Präsident Obama weiß, dass „AfPak 2.0“ kein Misserfolg werden darf. Es steht viel auf dem Spiel. Einen dritten Versuch hat er nicht. Die Vorschläge, die ihm bislang vorgelegt wurden, werden seinen Anforderungen nicht gerecht. Deshalb hat er seine Berater zurück an die Arbeit geschickt, um mit besseren Optionen wieder zu kommen. Es sei an der Zeit, belehrte Obama unlängst einige Kongressabgeordnete, das Scheinargument beiseite zu schieben, es gehe darum, entweder die Truppen zu verdoppeln oder abzuziehen. Klar ist, die neue Afghanistan-Pakistan-Strategie darf keine Blaupause für einen Abnutzungskrieg sein, für welches hehre Ziel auch immer. Aber auch alles was nach Rückzug aussieht, sollte vermieden werden. Die amerikanische Öffentlichkeit liebt Sieger. Verlierern verzeiht sie nicht.

Doch über „AfPak 2.0“ wird nicht am Hindukusch entschieden, sondern an der Heimatfront. Dort, in den Talkshows des US-Fernsehens und in den Kommentar-spalten der großen Tageszeitungen, wird in diesen Tagen immer häufiger eine historische Analogie bemüht, die es in sich hat: Vietnam.

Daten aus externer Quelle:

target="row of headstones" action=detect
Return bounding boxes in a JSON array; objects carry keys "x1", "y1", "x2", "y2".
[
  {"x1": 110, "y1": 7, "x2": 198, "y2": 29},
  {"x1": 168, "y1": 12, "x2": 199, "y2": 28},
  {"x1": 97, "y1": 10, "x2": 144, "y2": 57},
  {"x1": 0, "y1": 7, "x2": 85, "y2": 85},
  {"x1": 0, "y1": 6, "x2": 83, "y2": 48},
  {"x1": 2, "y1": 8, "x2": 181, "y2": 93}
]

„Lessons in Disaster“, heißt der Titel eines Sachbuches. Frei übersetzt: „Was man aus einer Katastrophe lernen kann.“ Dieses Buch wird mittlerweile dem Präsidenten und seinen Beratern als Lektüre empfohlen. Sein Autor, Gordon M. Goldstein, erklärt warum:

O-Ton Goldstein (overvoice)
„Die Parallelen zwischen Vietnam und Afghanistan sind wirklich verblüffend und wahrhaft besorgniserregend. […] Sowohl in Vietnam wie in Afghanistan haben wir ein großes Nachbarland, das eine Aufstandsbewegung unterstützt und stärkt. In beiden Ländern sehen wir eine korrupte oder unfähige Stellvertreterregierung an der Macht. In beiden Fällen kämpfen wir keinen konventionellen Krieg. Wir kämpfen gegen eine Aufstandsbewegung, führen eine Form des militärischen Konflikts, die wir weit weniger gut beherrschen als alle anderen. Und in beiden Situationen sehen wir uns daheim und international schwindender öffentlicher Unterstützung für einen Konflikt gegenüber, für den offenbar kein identifizierbarer Endpunkt in Sicht ist. Wir stehen wirklich vor einem äußerst schwierigen Problem.“

Vietnam hat Präsident Johnson zur Verzweiflung getrieben und die Nation traumatisiert. So weit will es Obama nicht kommen lassen. Das zurückgewonnene Ansehen der USA in der Welt wird Präsident Obama kaum für ein fragwürdiges En-gagement am Hindukusch aufs Spiel setzen wollen.